When we were at Granna's, my mother took off on one of her trips. She'd go to far-off places like Hungary or Alaska. She always went alone. She took pictures, but I never asked to look at them, and she never asked if I wanted to.

chapter thirteen

I was sitting in an Adirondack chair eating toast and reading a magazine when my mother came out and joined me. She had that serious look on her face, her look of purpose, the one she got when she wanted to have one of her mother-daughter talks. I dreaded those talks the same way I dreaded my period.

"What are you doing today?" she asked me casually.

I stuffed the rest of my toast into my mouth. "This?"

"Maybe you could get started on your summer reading for AP English," she said, reaching over and brushing some crumbs off my chin.

"Yeah, I was planning on it," I said, even though I hadn't been.

My mother cleared her throat. "Is Conrad doing drugs?" she asked me.

"What?"

"Is Conrad doing drugs?"

I almost choked. "No! Why are you asking me anyway? Conrad doesn't talk to me. Ask Steven."

"I already did. He doesn't know. He wouldn't lie," she said, peering at me.

"Well, I wouldn't either!"

My mother sighed. "I know. Beck's worried. He's been acting differently.

He quit football ..."

"I quit dance," I said, rolling my eyes. "And you don't see me running around with a crack pipe."

She pursed her lips. "Will you promise to tell me if you hear something?"

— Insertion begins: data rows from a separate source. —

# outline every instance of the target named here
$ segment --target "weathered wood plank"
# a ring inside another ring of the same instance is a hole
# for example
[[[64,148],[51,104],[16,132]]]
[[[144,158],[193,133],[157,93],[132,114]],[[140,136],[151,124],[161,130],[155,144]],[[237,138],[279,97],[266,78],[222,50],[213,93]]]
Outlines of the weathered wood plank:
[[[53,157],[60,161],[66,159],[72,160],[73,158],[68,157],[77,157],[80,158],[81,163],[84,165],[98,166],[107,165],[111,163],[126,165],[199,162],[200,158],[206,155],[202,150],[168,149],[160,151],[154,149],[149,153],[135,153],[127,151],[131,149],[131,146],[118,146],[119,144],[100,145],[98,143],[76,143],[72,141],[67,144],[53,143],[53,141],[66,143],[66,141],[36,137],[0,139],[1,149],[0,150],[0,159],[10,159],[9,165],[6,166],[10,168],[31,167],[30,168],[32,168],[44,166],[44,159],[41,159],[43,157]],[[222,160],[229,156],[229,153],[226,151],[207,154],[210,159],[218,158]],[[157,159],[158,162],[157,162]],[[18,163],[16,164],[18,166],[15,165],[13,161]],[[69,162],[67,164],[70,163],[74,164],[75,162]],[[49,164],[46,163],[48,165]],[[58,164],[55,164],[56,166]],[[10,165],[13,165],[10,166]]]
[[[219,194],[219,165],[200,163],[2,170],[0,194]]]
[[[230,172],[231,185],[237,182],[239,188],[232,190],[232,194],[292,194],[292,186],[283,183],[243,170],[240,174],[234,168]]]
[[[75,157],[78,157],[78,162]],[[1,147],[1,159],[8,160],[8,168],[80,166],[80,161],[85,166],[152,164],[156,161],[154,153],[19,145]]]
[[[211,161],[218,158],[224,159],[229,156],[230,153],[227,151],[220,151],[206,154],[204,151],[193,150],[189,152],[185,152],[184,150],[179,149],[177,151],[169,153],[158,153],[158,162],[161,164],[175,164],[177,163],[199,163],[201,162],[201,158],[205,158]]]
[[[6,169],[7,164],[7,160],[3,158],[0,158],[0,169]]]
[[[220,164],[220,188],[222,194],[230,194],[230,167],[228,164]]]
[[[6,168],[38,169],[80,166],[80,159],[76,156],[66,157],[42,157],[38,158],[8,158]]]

"I don't know . . . ," I said teasingly. I didn't need to promise her. I knew Conrad wasn't doing drugs. A beer was one thing, but he would never do drugs. I would bet my life on it.

"Belly, this is serious."

"Mom, chill. He's not doing drugs. When'd you turn into such a narc, anyway? You're one to talk." I elbowed her playfully.

She bit back a smile and shook her head. "Don't start."

chapter fourteen

AGE 13

The first time they did it, they thought we didn't know. It was actually pretty stupid of them, because it was one of those rare nights when we were all at home. We were in the living room. Conrad was listening to music with his headphones on, and Jeremiah and Steven were playing a video game. I was sitting on the La-Z-Boy reading Emma --mostly because I thought it made me look smart, not really because I enjoyed it. If I was reading for real, I would be locked in my room with Flowers in the Attic or something and not Jane Austen.

I think Steven smelled it first. He looked around, sniffed like a dog, and then said, "Do you guys smell that?"